Identifying genetic factors underlying osteoporosis and fragility fractures in Malta

Abstract

Osteoporosis is a complex metabolic bone disease with a strong genetic background. Family-based studies have identified significant candidate genes implicated in bone pathophysiology. A two-generation Maltese family with primary osteoporosis at the spine or hip was recruited, with the aim of identifying known or novel genes and gene variants contributing to osteoporosis pathogenesis. A total of fifteen relatives were recruited with ages ranging from 28 to 74 years. Whole genome sequencing was performed on twelve relatives and a number of filtering schemes together with in silico modelling were applied to narrow down the list of potentially causal variants. Five missense variants segregating in a dominant inheritance pattern were shortlisted, all of which had an alternative allele frequency of ≤1% in the 1000Genome project. The variants identified were ADAMTS20 Tyr1364Asn (rs138035327), BMP1 Arg727Gln (rs368615556), SELP Tyr726Cys (rs754086574), TGF-β2 Pro379Leu (rs773943154) and TRIM45 Ser339Pro (rs146244405).
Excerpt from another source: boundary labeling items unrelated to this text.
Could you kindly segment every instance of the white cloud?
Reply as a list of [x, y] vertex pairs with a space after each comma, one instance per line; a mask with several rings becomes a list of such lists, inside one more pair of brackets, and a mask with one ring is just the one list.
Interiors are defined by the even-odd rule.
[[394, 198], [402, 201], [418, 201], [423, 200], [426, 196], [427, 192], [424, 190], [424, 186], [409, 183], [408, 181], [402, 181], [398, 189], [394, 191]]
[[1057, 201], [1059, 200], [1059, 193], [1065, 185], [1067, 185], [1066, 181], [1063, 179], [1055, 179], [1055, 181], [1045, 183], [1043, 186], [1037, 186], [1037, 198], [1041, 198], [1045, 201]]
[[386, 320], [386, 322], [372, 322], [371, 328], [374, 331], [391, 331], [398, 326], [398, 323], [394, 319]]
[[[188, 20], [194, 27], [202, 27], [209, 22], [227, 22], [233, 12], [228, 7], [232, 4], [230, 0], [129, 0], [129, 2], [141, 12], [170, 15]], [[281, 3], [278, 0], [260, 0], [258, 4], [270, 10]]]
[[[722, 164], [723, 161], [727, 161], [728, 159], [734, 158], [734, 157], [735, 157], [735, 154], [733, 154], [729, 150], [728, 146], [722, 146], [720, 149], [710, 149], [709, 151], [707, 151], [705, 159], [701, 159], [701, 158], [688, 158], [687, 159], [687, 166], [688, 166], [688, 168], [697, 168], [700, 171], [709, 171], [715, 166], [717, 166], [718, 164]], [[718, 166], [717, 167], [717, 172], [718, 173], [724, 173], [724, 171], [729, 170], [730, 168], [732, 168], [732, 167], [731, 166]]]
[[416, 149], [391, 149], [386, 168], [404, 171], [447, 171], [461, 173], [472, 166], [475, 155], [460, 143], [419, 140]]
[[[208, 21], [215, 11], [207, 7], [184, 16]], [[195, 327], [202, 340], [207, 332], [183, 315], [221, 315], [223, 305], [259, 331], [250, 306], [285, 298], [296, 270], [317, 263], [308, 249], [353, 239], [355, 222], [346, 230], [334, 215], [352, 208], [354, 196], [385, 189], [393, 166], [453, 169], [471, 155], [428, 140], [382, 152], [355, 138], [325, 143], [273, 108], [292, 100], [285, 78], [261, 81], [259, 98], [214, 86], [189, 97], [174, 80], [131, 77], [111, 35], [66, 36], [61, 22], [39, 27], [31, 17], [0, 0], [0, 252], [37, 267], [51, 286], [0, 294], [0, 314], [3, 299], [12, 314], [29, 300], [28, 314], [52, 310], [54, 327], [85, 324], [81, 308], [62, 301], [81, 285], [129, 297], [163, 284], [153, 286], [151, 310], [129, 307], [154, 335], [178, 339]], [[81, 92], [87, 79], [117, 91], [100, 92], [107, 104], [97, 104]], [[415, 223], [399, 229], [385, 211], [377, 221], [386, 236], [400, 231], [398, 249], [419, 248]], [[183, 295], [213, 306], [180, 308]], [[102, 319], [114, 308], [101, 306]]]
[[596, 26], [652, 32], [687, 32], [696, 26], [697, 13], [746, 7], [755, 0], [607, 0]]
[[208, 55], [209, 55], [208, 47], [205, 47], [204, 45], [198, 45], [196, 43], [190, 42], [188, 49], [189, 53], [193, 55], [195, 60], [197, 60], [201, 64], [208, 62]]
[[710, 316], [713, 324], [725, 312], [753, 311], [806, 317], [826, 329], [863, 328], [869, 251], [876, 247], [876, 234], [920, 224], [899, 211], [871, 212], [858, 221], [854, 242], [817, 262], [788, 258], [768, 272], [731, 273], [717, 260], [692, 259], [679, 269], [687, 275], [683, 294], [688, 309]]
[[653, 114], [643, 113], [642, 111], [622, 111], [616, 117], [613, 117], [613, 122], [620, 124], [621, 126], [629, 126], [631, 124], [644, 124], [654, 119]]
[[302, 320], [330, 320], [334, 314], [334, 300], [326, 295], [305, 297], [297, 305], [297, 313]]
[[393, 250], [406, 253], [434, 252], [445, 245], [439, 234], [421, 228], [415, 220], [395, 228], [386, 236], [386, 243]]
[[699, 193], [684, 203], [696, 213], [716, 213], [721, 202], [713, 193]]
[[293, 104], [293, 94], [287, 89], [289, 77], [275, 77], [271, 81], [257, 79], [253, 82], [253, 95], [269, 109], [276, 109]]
Replication of ADAMTS20 Tyr1364Asn and TGF-β2 Pro379Leu variants in a case-control collection of 1045 Maltese postmenopausal women was performed to determine association with bone mineral density (BMD), fracture risk and other bone-related phenotypes. Heterozygosity for the ADAMTS20 Tyr1364Asn variant was associated with an increased risk of low total serum calcium levels compared to the homozygosity for the reference allele. Although heterozygosity for the TGF-β2 Pro379Leu variant was higher in research subjects with a low BMD and fracture history, numbers were too small to infer any statistical association. In conclusion, results suggest that identified variants, alone or in combination, could be disease-causing in the family, and possibly at the population level, requiring replication across larger collections. ADAMTS20 encodes a protease enzyme that cleaves aggrecan, required for cartilage and bone formation. TGF-β2 plays a role in bone remodelling by stimulating matrix protein synthesis. The two genes indirectly interact via the TGF-β pathway. Functional follow-up of the variants is warranted to determine their effect on bone physiology, particularly BMD and calcium homeostasis.